Trump, Clinton Nearer to Becoming Presidential Prospects Following Successful 7 States Every single.

Admin 02-Mar-2016 15:26:25 Inothernews

Trump, Clinton Nearer to Becoming Presidential Prospects Following Successful 7 States Every single.


Republican Donald Trump and Democrat Hillary Clinton took big steps toward securing their parties' presidential nominations on Tuesday with a series of state-by-state victories, but their rivals vowed to keep on fighting. On Super Tuesday, the 2016 campaign's biggest day of nominating contests, Trump, 69, and Clinton, 68, proved themselves the undisputed front-runners.
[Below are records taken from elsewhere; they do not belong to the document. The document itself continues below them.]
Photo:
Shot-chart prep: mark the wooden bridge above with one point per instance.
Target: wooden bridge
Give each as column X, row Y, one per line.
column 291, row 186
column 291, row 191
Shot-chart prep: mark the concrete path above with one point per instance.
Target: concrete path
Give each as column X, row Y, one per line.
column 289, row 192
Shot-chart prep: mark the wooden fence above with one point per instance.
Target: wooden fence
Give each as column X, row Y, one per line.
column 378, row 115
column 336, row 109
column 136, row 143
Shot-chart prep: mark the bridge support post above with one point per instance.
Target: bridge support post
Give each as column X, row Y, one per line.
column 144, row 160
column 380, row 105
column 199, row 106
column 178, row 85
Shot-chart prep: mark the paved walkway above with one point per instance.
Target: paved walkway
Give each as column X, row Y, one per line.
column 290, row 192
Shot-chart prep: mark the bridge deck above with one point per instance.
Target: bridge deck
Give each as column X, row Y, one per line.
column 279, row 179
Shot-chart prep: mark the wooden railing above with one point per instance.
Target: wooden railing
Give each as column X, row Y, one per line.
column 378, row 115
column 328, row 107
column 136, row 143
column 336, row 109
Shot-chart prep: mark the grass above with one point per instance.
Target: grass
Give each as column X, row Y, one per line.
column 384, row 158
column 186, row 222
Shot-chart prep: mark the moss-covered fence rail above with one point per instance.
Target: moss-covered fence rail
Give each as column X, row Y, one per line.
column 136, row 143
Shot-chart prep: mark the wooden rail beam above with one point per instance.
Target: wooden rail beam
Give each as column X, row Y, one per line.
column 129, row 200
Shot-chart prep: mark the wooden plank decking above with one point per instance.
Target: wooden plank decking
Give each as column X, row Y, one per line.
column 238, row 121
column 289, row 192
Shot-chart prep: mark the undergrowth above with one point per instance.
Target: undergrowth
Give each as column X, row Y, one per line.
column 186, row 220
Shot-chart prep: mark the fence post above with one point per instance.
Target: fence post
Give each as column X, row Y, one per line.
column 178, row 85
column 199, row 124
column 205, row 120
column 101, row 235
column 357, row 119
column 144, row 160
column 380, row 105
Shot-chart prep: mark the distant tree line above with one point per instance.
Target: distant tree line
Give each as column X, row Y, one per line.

Now they are under pressure to show they can unify voters in their respective parties and avoid a potentially disastrous split in their ranks that could hurt them in the November 8 election. US networks projected Trump won seven states with victories stretching into the deep South and as far north as Massachusetts, adding to a sense of momentum he had built last month by winning three of the first four contests. Clinton's victories in seven states were just as impressive but in many ways predictable, propelled by African-American voters in southern states like Arkansas, where she and former President Bill Clinton began their political careers. Trump's rivals Ted Cruz, a U.S. senator from Texas, and Marco Rubio, a U.S. senator from Florida, emphasized their determination to remain in the race. Cruz, 45, won his home state of Texas and neighboring Oklahoma, bolstering his argument he had the best chance to stop the brash billionaire. Rubio, favorite of the Republican establishment, was projected the winner in Minnesota, his first victory. Clinton's rival Bernie Sanders, a democratic socialist US senator from Vermont, also won his home state along with Colorado, Minnesota and Oklahoma and vowed to pursue the battle for the nomination in the 35 states yet to vote. He lost to Clinton in Massachusetts, a fifth state he had hoped to win. Super Tuesday was the biggest single day of state-by-state contests to select party nominees for the Nov. 8 election to succeed Democratic President Barack Obama.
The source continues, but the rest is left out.